07年度県立高校入試成績、八重山最下位を脱出

Category: 地域・教育



20年前に「学対」発足以来初
3年次に集中の行事見直しなど奏功

 2007年度の県立高校入試で、八重山地区の5教科の総合点は県平均との差が17.0ポイントに縮まり、県内6地区の最下位から順位を上げたことが15日わかった。八重山地区中学校・高校学力向上対策連絡会で報告された。20年前に八重山地区学力向上推進委員会が発足して初めて最下位を脱出。八重山地区は、「確かな学力」が問われる高校入試で長く成績が低迷していたが、ようやく明るい兆しが見え始めた。
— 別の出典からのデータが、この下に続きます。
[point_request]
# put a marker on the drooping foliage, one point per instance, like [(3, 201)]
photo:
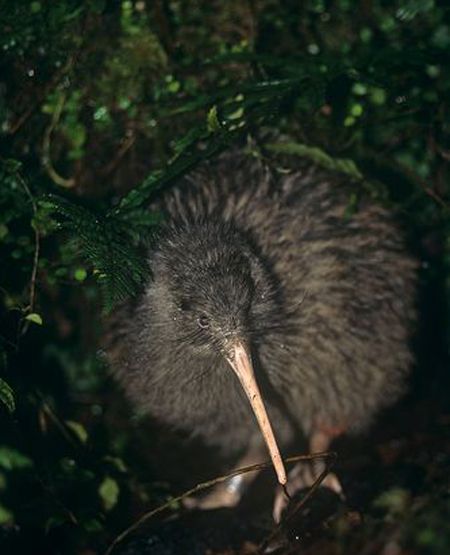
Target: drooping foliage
[(102, 105)]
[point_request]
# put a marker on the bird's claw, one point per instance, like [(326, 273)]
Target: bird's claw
[(303, 476)]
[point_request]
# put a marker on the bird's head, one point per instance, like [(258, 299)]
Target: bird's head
[(214, 294)]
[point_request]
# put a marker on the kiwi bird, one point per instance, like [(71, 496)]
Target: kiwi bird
[(269, 311)]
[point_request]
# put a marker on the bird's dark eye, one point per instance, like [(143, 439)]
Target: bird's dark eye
[(203, 321)]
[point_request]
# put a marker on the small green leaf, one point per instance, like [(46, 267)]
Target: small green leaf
[(6, 516), (109, 493), (35, 318), (11, 459), (80, 274), (7, 396), (78, 429), (212, 120)]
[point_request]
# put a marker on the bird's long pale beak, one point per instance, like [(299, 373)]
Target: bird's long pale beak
[(240, 360)]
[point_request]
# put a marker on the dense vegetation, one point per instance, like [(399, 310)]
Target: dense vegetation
[(104, 103)]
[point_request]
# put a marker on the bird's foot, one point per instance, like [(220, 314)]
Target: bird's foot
[(226, 494), (303, 476)]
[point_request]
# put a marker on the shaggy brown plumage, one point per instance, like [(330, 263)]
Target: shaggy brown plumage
[(325, 302)]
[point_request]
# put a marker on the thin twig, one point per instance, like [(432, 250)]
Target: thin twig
[(67, 183), (301, 503), (42, 95), (34, 270), (205, 485)]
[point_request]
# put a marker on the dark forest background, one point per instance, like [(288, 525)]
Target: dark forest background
[(103, 104)]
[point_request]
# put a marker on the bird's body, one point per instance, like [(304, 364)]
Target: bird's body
[(323, 300)]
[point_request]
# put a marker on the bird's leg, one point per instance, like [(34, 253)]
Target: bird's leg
[(304, 474), (229, 493)]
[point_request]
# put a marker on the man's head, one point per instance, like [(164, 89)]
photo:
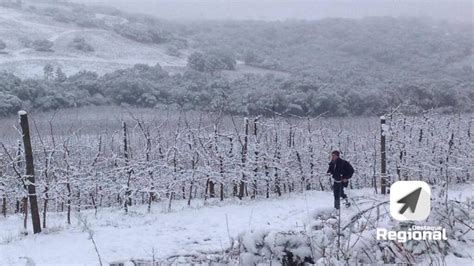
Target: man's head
[(334, 155)]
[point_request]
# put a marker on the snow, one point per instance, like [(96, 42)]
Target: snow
[(209, 226), (136, 235)]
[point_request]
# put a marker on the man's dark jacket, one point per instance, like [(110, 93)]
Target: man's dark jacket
[(340, 169)]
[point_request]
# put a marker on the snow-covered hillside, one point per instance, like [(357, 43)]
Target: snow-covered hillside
[(111, 51)]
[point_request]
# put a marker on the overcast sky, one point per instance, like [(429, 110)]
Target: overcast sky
[(460, 10)]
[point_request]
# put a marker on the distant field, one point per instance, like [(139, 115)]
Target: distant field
[(112, 51)]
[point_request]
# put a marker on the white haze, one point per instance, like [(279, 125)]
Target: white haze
[(455, 10)]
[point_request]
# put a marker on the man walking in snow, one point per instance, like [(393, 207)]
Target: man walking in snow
[(341, 170)]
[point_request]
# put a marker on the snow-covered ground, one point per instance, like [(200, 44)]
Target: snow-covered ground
[(112, 51), (139, 234), (159, 234)]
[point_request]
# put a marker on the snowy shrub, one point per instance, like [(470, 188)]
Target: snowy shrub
[(80, 44), (2, 46), (43, 45)]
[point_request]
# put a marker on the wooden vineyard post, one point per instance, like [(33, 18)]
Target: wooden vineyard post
[(383, 172), (30, 172)]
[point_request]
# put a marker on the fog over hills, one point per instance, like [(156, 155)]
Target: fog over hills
[(455, 10)]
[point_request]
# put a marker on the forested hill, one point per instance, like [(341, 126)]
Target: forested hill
[(370, 49), (340, 66)]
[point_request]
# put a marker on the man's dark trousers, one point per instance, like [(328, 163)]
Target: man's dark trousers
[(338, 189)]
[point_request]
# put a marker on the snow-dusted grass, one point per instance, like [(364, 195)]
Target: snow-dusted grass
[(112, 51), (139, 234), (202, 227)]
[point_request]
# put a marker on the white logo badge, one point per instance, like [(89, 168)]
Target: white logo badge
[(410, 200)]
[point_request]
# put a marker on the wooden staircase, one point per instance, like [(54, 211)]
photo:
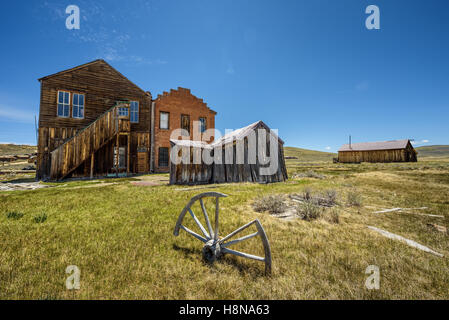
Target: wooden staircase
[(73, 153)]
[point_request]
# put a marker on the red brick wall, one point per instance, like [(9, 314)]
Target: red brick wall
[(176, 103)]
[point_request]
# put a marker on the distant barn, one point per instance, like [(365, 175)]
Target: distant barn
[(384, 151), (248, 169)]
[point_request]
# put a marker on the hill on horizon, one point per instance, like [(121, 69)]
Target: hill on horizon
[(433, 151)]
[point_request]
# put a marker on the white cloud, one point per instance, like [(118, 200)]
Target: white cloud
[(230, 69), (362, 86), (424, 141), (15, 114)]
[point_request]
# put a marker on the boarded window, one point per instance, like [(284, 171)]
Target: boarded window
[(78, 106), (123, 112), (163, 157), (134, 111), (164, 120), (120, 161), (185, 123), (203, 126), (63, 104)]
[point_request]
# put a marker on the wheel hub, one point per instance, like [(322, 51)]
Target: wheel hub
[(211, 251)]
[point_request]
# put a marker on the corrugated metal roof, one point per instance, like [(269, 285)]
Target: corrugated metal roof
[(238, 134), (380, 145)]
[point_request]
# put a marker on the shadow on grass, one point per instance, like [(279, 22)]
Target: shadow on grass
[(236, 263)]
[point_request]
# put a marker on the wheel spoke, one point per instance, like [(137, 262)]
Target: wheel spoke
[(206, 217), (199, 224), (242, 254), (217, 209), (240, 239), (196, 235), (237, 231)]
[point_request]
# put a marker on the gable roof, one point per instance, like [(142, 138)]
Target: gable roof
[(98, 61), (241, 133), (371, 146), (238, 134)]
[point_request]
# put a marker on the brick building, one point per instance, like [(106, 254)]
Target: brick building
[(178, 109), (93, 121)]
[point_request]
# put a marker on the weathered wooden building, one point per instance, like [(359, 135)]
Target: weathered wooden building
[(384, 151), (235, 157), (93, 121)]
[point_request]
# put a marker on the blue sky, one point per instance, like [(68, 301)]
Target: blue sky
[(308, 68)]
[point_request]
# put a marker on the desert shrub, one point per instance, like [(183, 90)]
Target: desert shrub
[(40, 218), (308, 211), (330, 197), (307, 194), (273, 204), (354, 199), (310, 174), (332, 216), (14, 215)]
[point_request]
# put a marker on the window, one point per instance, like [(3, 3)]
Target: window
[(123, 112), (78, 106), (185, 123), (203, 125), (134, 111), (63, 104), (120, 161), (163, 157), (164, 120)]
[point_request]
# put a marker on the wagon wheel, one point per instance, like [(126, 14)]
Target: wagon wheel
[(214, 246)]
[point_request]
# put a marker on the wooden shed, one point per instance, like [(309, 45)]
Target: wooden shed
[(236, 157), (383, 151)]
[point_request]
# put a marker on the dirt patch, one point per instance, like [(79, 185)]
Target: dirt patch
[(12, 186)]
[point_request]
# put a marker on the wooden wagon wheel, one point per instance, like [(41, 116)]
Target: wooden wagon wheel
[(214, 246)]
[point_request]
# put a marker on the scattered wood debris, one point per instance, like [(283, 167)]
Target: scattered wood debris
[(409, 211), (409, 242), (438, 227)]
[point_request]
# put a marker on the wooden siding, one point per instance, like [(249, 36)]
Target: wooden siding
[(69, 156), (192, 174), (399, 155), (102, 86)]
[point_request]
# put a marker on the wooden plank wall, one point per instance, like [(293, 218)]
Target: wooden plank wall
[(192, 174), (69, 156), (400, 155)]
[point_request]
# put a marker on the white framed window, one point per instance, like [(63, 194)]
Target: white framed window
[(63, 104), (164, 120), (78, 106), (134, 111), (203, 126)]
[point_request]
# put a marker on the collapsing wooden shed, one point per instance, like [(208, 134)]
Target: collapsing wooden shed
[(250, 154), (384, 151)]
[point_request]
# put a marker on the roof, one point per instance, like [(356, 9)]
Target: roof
[(88, 64), (371, 146), (238, 134)]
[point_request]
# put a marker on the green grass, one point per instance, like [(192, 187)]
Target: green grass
[(121, 237)]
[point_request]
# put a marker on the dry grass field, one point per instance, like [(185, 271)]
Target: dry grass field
[(120, 234)]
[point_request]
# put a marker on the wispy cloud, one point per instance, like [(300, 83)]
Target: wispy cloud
[(230, 69), (15, 114), (362, 86), (109, 43)]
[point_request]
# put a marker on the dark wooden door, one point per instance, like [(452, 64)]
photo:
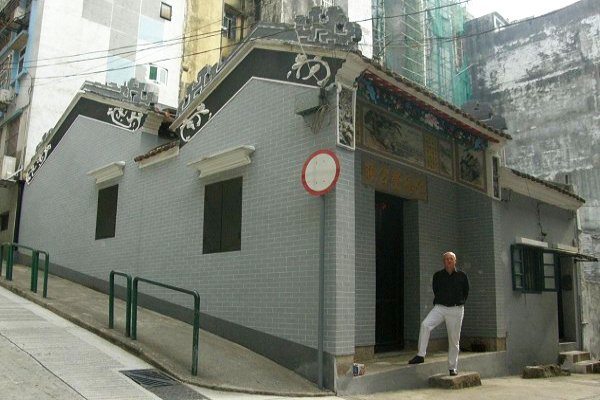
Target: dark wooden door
[(389, 318)]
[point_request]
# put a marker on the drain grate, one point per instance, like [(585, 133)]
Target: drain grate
[(150, 378), (162, 385)]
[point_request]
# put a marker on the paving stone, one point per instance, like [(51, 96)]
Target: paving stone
[(543, 371), (460, 381)]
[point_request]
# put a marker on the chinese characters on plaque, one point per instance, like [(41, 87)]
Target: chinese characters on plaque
[(394, 180)]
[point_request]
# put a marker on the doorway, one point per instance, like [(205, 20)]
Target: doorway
[(389, 262)]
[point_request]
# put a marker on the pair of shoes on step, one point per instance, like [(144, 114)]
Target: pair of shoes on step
[(416, 360)]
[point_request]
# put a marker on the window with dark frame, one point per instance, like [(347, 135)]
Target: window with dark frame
[(229, 22), (533, 269), (106, 216), (222, 216), (166, 11), (3, 223)]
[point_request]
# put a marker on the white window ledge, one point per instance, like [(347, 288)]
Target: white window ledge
[(108, 172), (531, 242), (223, 161)]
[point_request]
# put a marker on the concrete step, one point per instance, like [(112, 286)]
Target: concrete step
[(393, 374), (567, 346), (586, 367), (575, 356), (570, 358), (460, 381)]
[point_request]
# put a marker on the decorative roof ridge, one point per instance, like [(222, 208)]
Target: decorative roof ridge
[(138, 93)]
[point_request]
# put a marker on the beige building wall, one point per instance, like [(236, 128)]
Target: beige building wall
[(208, 39)]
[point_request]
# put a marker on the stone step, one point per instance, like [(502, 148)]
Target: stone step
[(575, 356), (460, 381), (567, 346), (542, 371), (586, 367)]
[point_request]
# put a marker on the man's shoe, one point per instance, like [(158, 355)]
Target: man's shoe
[(416, 360)]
 入試5教科の総合点については県平均点や地区平均点、地区順位などは明らかにされていないが、八重山地区は県平均との差が縮小傾向にあり、07年度は前年度の19.6%から2.6ポイントに縮まった。5教科のうち県平均との差が最も小さいのは国語の1ポイント、大きいのは社会の4.8ポイントだった。
 連絡会で報告した事務局の友利始夫八重山教育事務所文化指導主事は最下位脱出の要因として▽石垣市が基礎学力推進地域に指定されて3年目を迎えたこと▽2学期制の導入による教員の指導にゆとりができたこと▽3年次に集中していた行事を各校で見直したこと―などを挙げた。
 八重山地区では、受験生の大部分を占める石垣市内の大規模校の結果が全体の平均点に大きく影響しているが、友利文化指導主事は「大規模校の頑張りが最下位脱出につながった」と指摘した。
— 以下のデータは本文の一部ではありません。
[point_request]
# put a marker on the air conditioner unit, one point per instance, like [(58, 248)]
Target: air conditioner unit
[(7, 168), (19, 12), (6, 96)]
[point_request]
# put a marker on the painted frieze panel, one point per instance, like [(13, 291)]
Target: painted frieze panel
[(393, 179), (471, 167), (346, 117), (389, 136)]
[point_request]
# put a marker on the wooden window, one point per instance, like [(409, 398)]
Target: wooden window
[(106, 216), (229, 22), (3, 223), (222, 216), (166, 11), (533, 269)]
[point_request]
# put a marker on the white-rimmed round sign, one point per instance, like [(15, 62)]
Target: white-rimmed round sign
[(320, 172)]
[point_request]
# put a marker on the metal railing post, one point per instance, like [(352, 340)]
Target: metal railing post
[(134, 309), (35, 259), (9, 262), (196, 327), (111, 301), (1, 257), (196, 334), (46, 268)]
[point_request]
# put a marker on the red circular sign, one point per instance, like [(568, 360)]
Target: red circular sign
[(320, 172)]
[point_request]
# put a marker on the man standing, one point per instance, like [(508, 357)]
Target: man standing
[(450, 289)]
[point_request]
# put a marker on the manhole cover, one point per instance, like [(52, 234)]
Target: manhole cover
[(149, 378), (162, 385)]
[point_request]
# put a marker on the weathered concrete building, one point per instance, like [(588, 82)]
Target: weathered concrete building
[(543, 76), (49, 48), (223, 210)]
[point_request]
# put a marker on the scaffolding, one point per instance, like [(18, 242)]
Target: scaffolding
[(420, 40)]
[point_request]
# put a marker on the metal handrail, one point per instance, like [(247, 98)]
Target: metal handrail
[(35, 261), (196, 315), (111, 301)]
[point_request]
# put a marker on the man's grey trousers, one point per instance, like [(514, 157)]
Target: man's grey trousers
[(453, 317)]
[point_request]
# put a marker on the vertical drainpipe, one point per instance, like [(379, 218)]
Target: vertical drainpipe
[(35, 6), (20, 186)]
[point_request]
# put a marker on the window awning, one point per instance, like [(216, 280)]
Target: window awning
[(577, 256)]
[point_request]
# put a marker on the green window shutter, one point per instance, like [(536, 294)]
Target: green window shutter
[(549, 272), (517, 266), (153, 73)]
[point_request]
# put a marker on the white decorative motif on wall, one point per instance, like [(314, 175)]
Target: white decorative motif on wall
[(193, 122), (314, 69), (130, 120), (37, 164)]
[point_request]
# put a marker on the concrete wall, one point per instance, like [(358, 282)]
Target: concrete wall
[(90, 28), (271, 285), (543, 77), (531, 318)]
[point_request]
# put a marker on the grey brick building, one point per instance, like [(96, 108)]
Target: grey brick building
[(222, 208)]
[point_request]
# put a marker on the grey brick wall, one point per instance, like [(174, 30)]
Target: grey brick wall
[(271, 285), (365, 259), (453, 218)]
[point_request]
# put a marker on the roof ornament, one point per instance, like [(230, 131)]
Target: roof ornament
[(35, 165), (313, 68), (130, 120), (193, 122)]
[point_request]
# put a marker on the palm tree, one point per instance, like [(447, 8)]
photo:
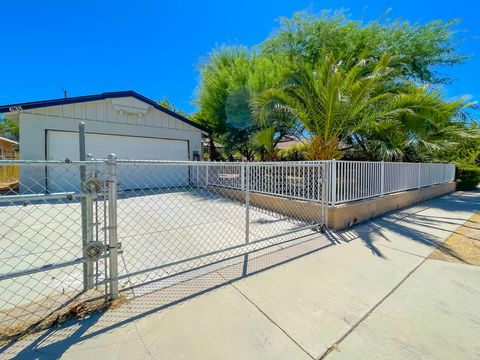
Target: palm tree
[(349, 104)]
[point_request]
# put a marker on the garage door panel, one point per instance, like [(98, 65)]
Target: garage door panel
[(64, 145)]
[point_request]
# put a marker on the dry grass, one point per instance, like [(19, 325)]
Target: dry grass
[(463, 246), (76, 310)]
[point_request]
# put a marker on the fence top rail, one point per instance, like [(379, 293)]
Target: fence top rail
[(389, 162), (49, 162), (220, 163), (203, 163), (261, 163)]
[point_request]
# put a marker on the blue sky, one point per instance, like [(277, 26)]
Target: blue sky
[(154, 47)]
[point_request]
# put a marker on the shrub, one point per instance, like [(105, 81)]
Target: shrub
[(296, 152), (467, 176)]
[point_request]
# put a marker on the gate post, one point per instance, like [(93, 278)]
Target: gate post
[(382, 179), (247, 214), (112, 226), (86, 205)]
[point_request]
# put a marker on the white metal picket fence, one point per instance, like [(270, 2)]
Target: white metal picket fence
[(348, 180)]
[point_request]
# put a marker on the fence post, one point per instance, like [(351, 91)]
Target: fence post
[(242, 176), (333, 187), (112, 226), (419, 175), (247, 215), (382, 179), (206, 175), (324, 165), (86, 208)]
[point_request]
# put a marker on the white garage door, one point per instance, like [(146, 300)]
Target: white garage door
[(64, 145)]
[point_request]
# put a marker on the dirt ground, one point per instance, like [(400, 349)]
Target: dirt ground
[(463, 246)]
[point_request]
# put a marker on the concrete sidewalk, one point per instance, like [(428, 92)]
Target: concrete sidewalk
[(371, 295)]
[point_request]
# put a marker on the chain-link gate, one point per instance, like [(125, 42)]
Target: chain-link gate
[(74, 232), (52, 237)]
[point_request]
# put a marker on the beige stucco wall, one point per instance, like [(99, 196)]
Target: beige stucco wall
[(343, 215)]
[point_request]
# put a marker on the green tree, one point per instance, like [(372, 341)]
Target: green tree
[(360, 105), (422, 49), (231, 78)]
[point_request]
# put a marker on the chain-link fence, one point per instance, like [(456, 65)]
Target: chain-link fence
[(51, 240), (72, 232), (177, 216), (75, 232)]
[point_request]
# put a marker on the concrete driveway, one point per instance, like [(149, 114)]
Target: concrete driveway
[(154, 227), (372, 295)]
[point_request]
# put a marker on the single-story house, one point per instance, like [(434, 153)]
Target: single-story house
[(8, 148), (124, 123)]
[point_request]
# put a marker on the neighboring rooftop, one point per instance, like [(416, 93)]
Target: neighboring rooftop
[(8, 140)]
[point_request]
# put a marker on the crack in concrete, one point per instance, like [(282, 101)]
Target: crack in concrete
[(268, 317)]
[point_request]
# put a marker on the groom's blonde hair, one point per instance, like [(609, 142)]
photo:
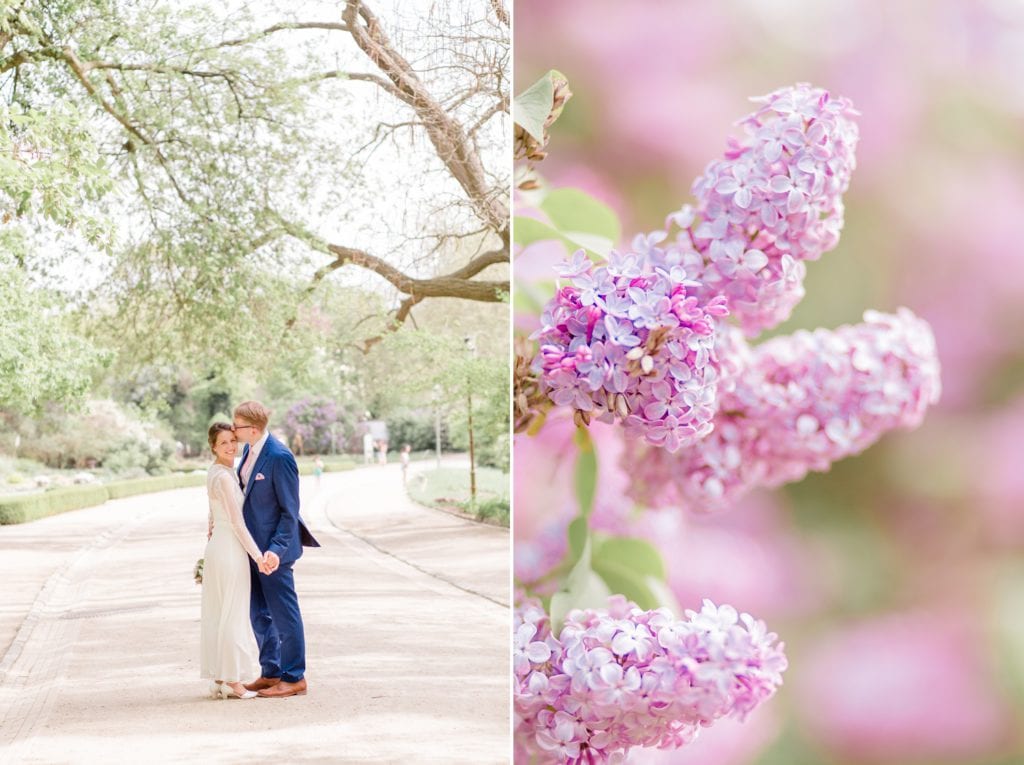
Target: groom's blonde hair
[(253, 412)]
 06年度までの入試結果の得点分布パターンをみると、八重山地区は点数をとれる生徒とそうでない生徒の二極化が特徴となっていたが、07年度では解消され、県平均と同じようなパターンに近づいた。ただ、得点の低い下位層のふくらみがまだみられており、今後の基礎学力アップが課題となっている。
 八重山地区では中学校の達成度テストは県トップレベルだが、高校入試となると最下位となり、「確かな学力がついてない」と指摘されてきた。八重山学対推進委員長の金城文雄八重山教育事務所長は連絡会のあいさつで「達成度テストは良い成績だが、高校入試になるとグッと落ちる。中高の一貫した取り組みが必要だ」と強調した。